加速GraphDB上的SPARQL查询-Java 学习之路

我正在努力加快并优化此查询

select distinct ?root where { 
    ?root a :Root ;
          :hasnode* ?node ;
          :hasnode* ?node2 .

    ?node a :Node ;
           :hasAnnotation ?ann .
    ?ann :hasReference ?ref .
    ?ref a :ReferenceType1 .

    ?node2 a :Node ;
            :hasAnnotation ?ann2 .
    ?ann2 :hasReference ?ref2 .
    ?ref2 a :ReferenceType2 .

}

基本上，我正在分析一些树，我想得到所有树（即树的根），它们至少有几个底层节点，其格式如下：

?node_x a :Node ;
       :hasAnnotation ?ann_x .
?ann_x :hasReference ?ref_x .
?ref_x a :ReferenceTypex .

一个用 x = 1 ，另一个用 x = 2 .

因为在我的图中，一个节点最多只能有一个 :hasAnnotation 谓词，所以我不必指定那些节点必须是不同的 .

The problem

前面提到的查询描述了我需要的但是性能非常差 . 执行几分钟和几分钟后，它仍在运行 .

My (ugly) solution: breaking it in half

我注意到，如果一次查找节点模式，我会在几秒钟内得到我的结果（！

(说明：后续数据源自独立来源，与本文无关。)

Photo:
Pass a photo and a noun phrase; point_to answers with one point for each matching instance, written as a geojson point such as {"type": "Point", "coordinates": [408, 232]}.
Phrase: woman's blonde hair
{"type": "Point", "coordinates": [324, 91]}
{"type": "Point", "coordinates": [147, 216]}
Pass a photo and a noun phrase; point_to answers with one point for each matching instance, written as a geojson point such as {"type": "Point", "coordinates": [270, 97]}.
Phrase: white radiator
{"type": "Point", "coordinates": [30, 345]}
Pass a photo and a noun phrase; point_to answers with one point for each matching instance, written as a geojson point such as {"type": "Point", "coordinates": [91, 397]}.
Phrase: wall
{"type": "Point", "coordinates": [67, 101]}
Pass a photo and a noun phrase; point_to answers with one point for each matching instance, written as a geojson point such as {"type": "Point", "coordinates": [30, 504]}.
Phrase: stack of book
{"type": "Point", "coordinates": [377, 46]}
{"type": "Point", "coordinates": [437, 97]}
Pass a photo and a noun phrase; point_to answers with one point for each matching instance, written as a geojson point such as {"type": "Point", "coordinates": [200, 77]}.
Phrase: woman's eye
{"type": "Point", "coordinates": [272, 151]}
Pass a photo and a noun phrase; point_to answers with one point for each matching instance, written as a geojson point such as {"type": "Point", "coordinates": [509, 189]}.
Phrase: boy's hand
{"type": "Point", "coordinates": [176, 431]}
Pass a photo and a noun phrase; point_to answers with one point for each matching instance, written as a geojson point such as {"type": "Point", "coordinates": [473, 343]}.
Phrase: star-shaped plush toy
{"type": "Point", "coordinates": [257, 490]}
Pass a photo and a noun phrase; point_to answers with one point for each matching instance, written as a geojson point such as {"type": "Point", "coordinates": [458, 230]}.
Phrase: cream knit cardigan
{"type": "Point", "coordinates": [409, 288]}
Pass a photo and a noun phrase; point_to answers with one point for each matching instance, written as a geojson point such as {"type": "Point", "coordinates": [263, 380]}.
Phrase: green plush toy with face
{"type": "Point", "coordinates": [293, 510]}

） .

可悲的是，我目前的方法是运行以下两种查询类型：

select distinct ?root where { 
    ?root a :Root ;
          :hasnode* ?node .

    ?node a :Node ;
           :hasAnnotation ?ann_x .
    ?ann_x :hasReference ?ref_x .
    ?ref_x a :ReferenceTypex .
}

一个用 x = 1 ，另一个用 x = 2 .

将部分结果（即 ?root s）保存为2组，假设为 R1 和 R2 ，最后计算这些结果集之间的交集 .

有没有办法通过利用SPARQL加快我的初始方法来获得结果？

PS：我正在使用GraphDB .

2 回答

2
在不知道具体数据集的情况下，我只能给出一些如何优化查询的一般指导：

Avoid using DISTINCT for large datasets

GraphDB查询优化器不会自动重写查询以将EXISTS用于未参与投影的所有模式 . 查询语义是找到至少有一个这样的模式，但不给我所有绑定，然后消除重复的结果 .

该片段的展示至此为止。